La Germania potrebbe porre fine al vantaggio fiscale per i detentori di criptovalute a lungo termine
Punti chiave
- •Il Ministero delle Finanze tedesco ha proposto un’imposta fissa del 25% sui guadagni derivanti dalle criptovalute, con entrata in vigore prevista nel 2028.
- •Le norme tedesche attuali consentono ai privati di vendere criptovalute senza pagare imposte dopo averle detenute per più di 12 mesi.
- •Il regime proposto si applicherebbe agli asset in criptovalute acquistati a partire dal 1° gennaio 2027, mentre gli acquisti precedenti potrebbero rimanere soggetti alle norme vigenti.
- •La Germania prevede che le regole riviste generino ulteriori $2.3 miliardi di entrate dalla tassazione delle criptovalute.
- •Poiché la misura è ancora una proposta preliminare, la sua portata definitiva e le modalità di attuazione potrebbero cambiare prima dell’entrata in vigore.
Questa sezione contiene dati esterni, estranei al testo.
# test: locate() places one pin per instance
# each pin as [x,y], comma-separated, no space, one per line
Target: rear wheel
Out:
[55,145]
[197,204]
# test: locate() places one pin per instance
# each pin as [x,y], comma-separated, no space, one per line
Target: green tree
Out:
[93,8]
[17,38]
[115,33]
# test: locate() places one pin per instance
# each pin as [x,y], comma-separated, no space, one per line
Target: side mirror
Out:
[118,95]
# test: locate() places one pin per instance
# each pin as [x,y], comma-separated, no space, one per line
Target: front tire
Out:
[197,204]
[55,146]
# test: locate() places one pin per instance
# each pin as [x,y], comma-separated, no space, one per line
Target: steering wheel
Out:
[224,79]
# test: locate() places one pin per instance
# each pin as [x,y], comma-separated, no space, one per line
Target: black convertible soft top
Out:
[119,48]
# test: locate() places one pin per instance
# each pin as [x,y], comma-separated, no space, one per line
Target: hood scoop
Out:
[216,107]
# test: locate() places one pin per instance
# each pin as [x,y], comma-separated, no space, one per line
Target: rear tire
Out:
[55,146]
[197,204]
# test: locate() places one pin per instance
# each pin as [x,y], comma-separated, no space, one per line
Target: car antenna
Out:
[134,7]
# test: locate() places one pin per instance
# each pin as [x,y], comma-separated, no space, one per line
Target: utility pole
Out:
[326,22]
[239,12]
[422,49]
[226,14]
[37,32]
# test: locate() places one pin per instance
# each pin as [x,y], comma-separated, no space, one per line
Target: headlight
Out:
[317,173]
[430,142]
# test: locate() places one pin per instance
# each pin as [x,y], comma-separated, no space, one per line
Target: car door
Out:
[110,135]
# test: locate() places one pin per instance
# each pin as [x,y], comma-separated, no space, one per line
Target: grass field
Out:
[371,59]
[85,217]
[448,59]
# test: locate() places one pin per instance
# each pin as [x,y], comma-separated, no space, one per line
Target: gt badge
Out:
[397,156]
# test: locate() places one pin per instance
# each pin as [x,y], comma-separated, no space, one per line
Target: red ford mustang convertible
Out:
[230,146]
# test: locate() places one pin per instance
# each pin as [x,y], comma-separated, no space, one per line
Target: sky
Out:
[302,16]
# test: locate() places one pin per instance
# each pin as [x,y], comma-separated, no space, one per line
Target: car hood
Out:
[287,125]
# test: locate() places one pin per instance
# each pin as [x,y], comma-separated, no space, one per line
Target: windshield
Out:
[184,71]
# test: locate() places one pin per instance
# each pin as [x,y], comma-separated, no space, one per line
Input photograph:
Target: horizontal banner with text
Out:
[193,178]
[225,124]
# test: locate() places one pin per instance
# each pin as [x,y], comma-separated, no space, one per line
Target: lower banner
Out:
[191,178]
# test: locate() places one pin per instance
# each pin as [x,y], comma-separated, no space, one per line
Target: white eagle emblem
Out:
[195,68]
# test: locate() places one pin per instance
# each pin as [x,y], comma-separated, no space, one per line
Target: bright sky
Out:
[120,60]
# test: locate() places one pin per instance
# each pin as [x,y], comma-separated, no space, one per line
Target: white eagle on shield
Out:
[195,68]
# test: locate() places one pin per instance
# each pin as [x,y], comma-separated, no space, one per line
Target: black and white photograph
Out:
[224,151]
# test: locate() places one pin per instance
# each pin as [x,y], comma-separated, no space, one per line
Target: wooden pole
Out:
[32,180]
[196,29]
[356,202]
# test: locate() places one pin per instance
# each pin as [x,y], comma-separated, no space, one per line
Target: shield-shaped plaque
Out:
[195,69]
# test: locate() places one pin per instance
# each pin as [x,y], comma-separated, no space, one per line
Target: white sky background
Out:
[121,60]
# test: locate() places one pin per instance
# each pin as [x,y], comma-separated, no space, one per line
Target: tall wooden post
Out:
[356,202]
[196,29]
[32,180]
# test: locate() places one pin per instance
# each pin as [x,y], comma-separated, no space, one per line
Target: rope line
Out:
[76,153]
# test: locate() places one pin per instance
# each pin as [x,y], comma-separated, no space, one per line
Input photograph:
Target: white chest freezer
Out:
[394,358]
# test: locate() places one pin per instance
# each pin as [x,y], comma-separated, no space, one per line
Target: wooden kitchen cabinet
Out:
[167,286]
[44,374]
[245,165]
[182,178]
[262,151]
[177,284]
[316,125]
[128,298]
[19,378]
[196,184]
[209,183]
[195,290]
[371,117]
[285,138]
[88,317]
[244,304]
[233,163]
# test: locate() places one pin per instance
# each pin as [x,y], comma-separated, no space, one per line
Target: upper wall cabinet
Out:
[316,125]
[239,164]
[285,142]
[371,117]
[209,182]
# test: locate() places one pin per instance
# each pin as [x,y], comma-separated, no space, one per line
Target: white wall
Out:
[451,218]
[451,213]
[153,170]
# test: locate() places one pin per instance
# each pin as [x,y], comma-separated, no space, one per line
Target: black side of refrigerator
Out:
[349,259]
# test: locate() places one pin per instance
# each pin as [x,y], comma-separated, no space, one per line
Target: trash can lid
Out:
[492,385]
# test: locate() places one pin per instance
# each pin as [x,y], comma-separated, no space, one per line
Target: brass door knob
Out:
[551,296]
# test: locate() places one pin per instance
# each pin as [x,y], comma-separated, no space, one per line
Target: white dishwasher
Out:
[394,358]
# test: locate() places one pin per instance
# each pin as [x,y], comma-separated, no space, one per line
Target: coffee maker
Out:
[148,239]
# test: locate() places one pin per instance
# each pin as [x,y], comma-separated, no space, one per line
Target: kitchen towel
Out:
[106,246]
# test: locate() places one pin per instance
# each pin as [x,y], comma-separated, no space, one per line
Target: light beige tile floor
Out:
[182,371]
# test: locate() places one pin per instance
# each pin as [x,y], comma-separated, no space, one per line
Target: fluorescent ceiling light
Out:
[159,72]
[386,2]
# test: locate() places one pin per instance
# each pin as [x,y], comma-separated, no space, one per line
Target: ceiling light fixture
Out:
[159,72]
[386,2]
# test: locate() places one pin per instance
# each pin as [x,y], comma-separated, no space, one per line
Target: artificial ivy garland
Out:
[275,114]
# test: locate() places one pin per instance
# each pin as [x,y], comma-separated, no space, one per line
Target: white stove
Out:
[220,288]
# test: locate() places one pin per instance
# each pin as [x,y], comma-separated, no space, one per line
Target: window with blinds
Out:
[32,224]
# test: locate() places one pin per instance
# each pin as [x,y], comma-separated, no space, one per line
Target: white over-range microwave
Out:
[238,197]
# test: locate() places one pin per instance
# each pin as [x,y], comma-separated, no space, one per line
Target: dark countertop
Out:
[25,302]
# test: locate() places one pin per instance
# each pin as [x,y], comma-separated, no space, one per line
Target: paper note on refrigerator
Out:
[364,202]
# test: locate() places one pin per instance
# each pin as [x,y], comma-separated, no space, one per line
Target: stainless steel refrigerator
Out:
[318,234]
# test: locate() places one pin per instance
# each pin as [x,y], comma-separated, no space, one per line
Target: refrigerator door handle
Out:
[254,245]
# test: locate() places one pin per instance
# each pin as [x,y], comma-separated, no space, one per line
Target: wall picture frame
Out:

La Germania si prepara a porre fine a un importante vantaggio fiscale per i detentori di criptovalute a lungo termine: il Ministero delle Finanze propone un’imposta fissa del 25% sui guadagni derivanti dalle criptovalute a partire dal 2028, secondo una proposta preliminare riportata da Die Welt.
Secondo le norme attuali, in genere i privati possono vendere criptovalute senza pagare imposte dopo averle detenute per più di 12 mesi. Questa disposizione ha reso la Germania una destinazione attraente per gli investitori di lungo termine in Bitcoin e in altre criptovalute.
Il regime proposto si applicherebbe agli asset in criptovalute acquistati a partire dal 1° gennaio 2027. Gli asset acquistati prima di tale data potrebbero rimanere soggetti alle norme vigenti, secondo quanto indicato nella proposta preliminare riportata.
Poiché la misura è ancora una proposta preliminare, la sua portata definitiva e le modalità di attuazione potrebbero cambiare prima dell’entrata in vigore di eventuali nuove norme. In caso di revisione delle regole, la Germania prevede di generare ulteriori $2.3 miliardi di entrate dalla tassazione delle criptovalute. Il cambiamento eliminerebbe il vantaggio fiscale di lunga data del Paese per i detentori che conservano i propri asset per più di un anno e avvicinerebbe il trattamento tedesco a quello degli altri principali mercati europei, dove i guadagni sulle criptovalute sono tassati indipendentemente dal periodo di detenzione.